I am curious on how exactly LINQ (not LINQ to SQL) is performing is joins behind the scenes in relation to how Sql Server performs joins.
Sql Server before executing a query, generates an Execution Plan. The Execution Plan is basically an Expression Tree on what it believes is the best way to execute the query. Each node provides information on whether to do a Sort, Scan, Select, Join, ect.
On a 'Join' node in our execution plan, we can see three possible algorithms; Hash Join, Merge Join, and Nested Loops Join. Sql Server will choose which algorithm to for each Join operation based on expected number of rows in Inner and Outer tables, what type of join we are doing (some algorithms don't support all types of joins), whether we need data ordered, and probably many other factors.
Join Algorithms:
Nested Loop Join:
Best for small inputs, can be optimized with ordered inner table.
Merge Join:
Best for medium to large inputs sorted inputs, or an output that needs to be ordered.
Hash Join:
Best for medium to large inputs, can be parallelized to scale linearly.
LINQ Query:
DataTable firstTable, secondTable;
...
var rows = from firstRow in firstTable.AsEnumerable ()
join secondRow in secondTable.AsEnumerable ()
on firstRow.Field<object> (randomObject.Property)
equals secondRow.Field<object> (randomObject.Property)

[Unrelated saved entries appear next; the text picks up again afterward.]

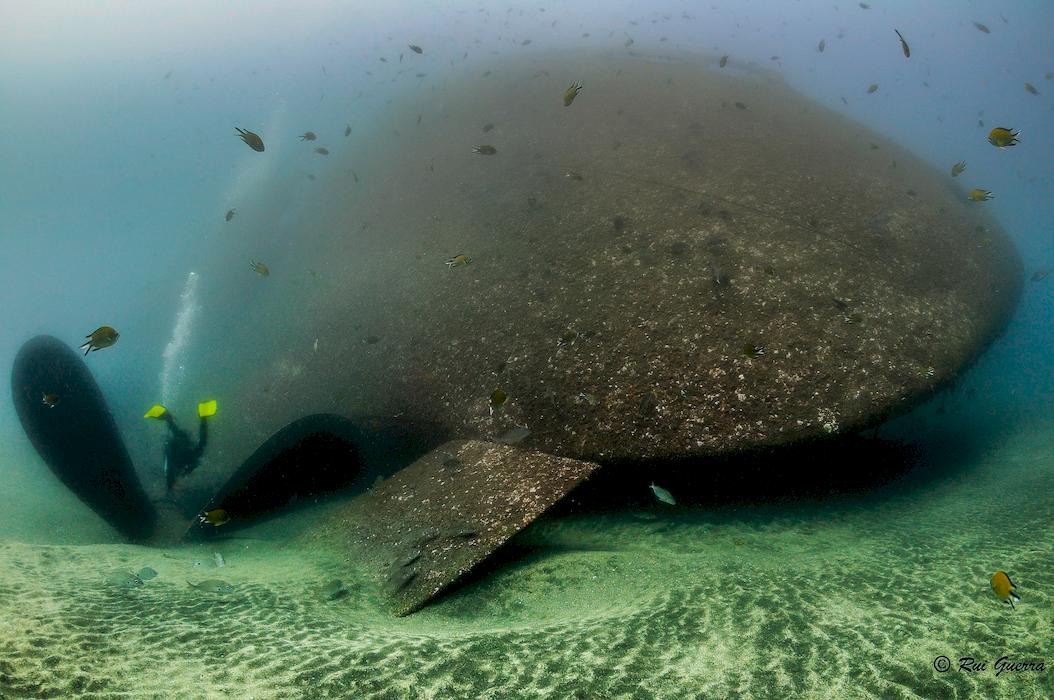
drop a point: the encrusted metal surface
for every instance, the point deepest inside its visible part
(434, 521)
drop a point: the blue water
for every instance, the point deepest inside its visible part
(118, 160)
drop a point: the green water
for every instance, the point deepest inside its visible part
(844, 598)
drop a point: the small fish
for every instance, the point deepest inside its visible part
(663, 494)
(251, 139)
(1002, 137)
(213, 586)
(903, 45)
(571, 92)
(216, 517)
(513, 435)
(122, 579)
(1003, 588)
(103, 336)
(498, 400)
(752, 350)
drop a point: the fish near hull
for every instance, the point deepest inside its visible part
(77, 438)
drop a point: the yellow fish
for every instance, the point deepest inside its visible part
(103, 336)
(215, 517)
(903, 45)
(571, 93)
(1002, 137)
(1003, 588)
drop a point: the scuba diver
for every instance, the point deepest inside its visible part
(181, 455)
(65, 416)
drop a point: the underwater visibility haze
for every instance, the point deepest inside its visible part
(527, 350)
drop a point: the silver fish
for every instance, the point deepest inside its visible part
(213, 586)
(663, 494)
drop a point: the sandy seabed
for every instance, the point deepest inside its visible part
(845, 599)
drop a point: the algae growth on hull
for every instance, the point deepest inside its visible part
(681, 263)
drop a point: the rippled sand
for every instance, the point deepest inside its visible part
(854, 599)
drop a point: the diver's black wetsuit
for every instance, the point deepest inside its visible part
(181, 457)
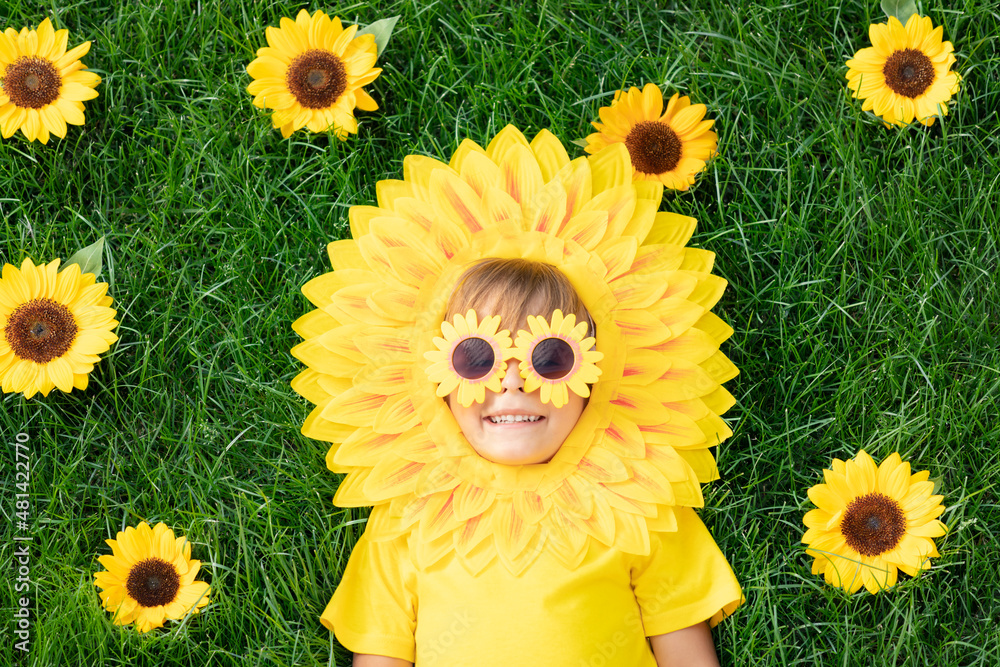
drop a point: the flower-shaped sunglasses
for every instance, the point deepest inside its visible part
(472, 357)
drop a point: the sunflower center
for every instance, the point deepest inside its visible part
(653, 147)
(873, 524)
(317, 79)
(40, 330)
(32, 83)
(153, 582)
(908, 72)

select new {firstRow, secondRow};
SQL Query:
SELECT *
FROM firstTable fT
INNER JOIN secondTable sT ON fT.Property = sT.Property
Sql Server might use a Nested Loop Join if it knows there are a small number of rows from each table, a merge join if it knows one of the tables has an index, and Hash join if it knows there are a lot of rows on either table and neither has an index.
Does Linq choose its algorithm for joins? or does it always use one?